The first transition was when it became recognized as a myofacial disease with trigger points (fibrositis). In 1990, the American College of Rheumatology Research Classification Criteria (ACR RCC) for fibromyalgia was published. The criteria required two components for fibromyalgia: a patient’s history of chronic widespread pain for at least 3 months, and ≥11 of 18 painfully tender soft tissue sites on physical examination
Late in the 1990s, the concept of a central, autonomic hyperfunctional state with neurotransmitter deficiencies and lack of restorative sleep were proposed as the causative factors. The resulting hyperactive autonomic nervous system manifested as tachycardia, hyperthermia, fatigue, depression, and pain “all over” as opposed to specific trigger points.
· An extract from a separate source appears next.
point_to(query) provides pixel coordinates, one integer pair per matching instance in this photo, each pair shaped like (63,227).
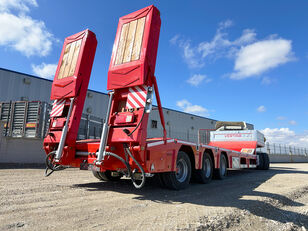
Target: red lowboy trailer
(124,148)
This led to a revision of ACR RCC criteria for fibromyalgia, resulting in the 2010 ACR Fibromyalgia Diagnostic Criteria (2010 ACR FDC).2 The 2010 ACR FDC viewed the 1990 ACR RCC as the gold standard, but did not require tender-point examination.
Without the requirement of specific trigger points, it seems that just about every patient with generalized pain, insomnia, and depression is now given the diagnosis of “fibromyalgia.”
In my opinion, the latest (and most likely) final chapter in the fibromyalgia odyssey is that it is not a primary disease at all, but a secondary or symptomatic manifestation of an underlying, causative disorder. I believe, primarily based on my own clinical experience and the excellent work of the National Fibromyalgia Research Association and the National Fibromyalgia Partnership, Inc., that it is time to recognize fibromyalgia as being secondary to an inciting or underlying disease process.
Recent efforts by these organizations clearly call for recognition that the most common cause of fibromyalgia is probably positional cervical cord compression. Hints of this became known in 1997 when fibromyalgia was noted to occur in high prevalence after neck trauma.5
cervical myelopathy, specifically positional cervical cord compression (PC3), often overlap in patients with fibromyalgia.
The basic premise is that the cervical spinal cord is compressed when patients extend their neck either in a forward flexion or a backward extension position. A spinal cord defect, which may compress the cord in only some positions, may not be seen on standard magnetic resonance imaging (MRI). Proper diagnosis requires that additional dynamic MRI pictures be taken with the neck flexed forward and extended backward. A considerable amount of MRIs and clinical experience now document that repeated cervical neck compression, even though the cord is not damaged, may cause all the manifestations of fibromyalgia including diffuse pain, autonomic arousal, disordered sleep, depression, fatigue, and neurotransmitter changes. Patients who have intermittent cervical cord compression may have a Chiari I malformation or a history of neck trauma, particularly from an auto accident.
The Chiari malformation is typical of EDS, so this theory implies that Fibromyalgia could be caused by EDS, which has long been my suspicion. Any imbalance in function or overload of the body’s systems causes stress that wears down the body’s ability to adapt. This breakdown of balance could then eventually result in Fibromyalgia symptoms.
My Clinical Experience
I have found that more than two-thirds of patients appear to have a history of cervical neck trauma or the compression-related symptoms described by Dr. Holman when patients extend their neck. I now realize that I have been quite unaware of the critical nature of PC3. After taking detailed histories, I have found that all my other fibromyalgia cases concomitantly started with an infectious disease, usually infectious mononucleosis, head trauma, endometriosis, or a peripheral nerve injury or degenerative process. In these cases, there is always clear evidence of autoimmunity, systemic inflammation, and pituitary-adrenal-gonadal hormone changes.
It is clear to me that any peripheral pain site that can centralize can develop the classic symptoms of fibromyalgia. For my part, I also believe “myofascial syndrome” is in the same boat.
Our new understanding of centralized pain gives us the clue here. Prior to knowing that a painful, peripheral nerve injury and locus can incite glial cell activation, inflammation, central sensitization, and autonomic hyperactivity, it is no wonder that fibromyalgia was initially believed to arise “de novo” in the brain.
This would explain why so many people with EDS are first diagnosed with Fibromyalgia. Fibromyalgia is often the initial explanation for the widespread pain and fatigue of EDS, and then the EDS diagnosis is found much later – but only in patients who continue searching for a more specific diagnosis, those who suspect their own symptoms don’t quite match those of Fibromyalgia.
Fibromyalgia is only a “syndrome”, a cluster of symptoms without a known cause. Who knows how many people who are currently diagnosed with it may also have EDS. An EDS diagnosis doesn’t lead to a cure either, but knowing you have it can help you figure out how to minimize the pain better.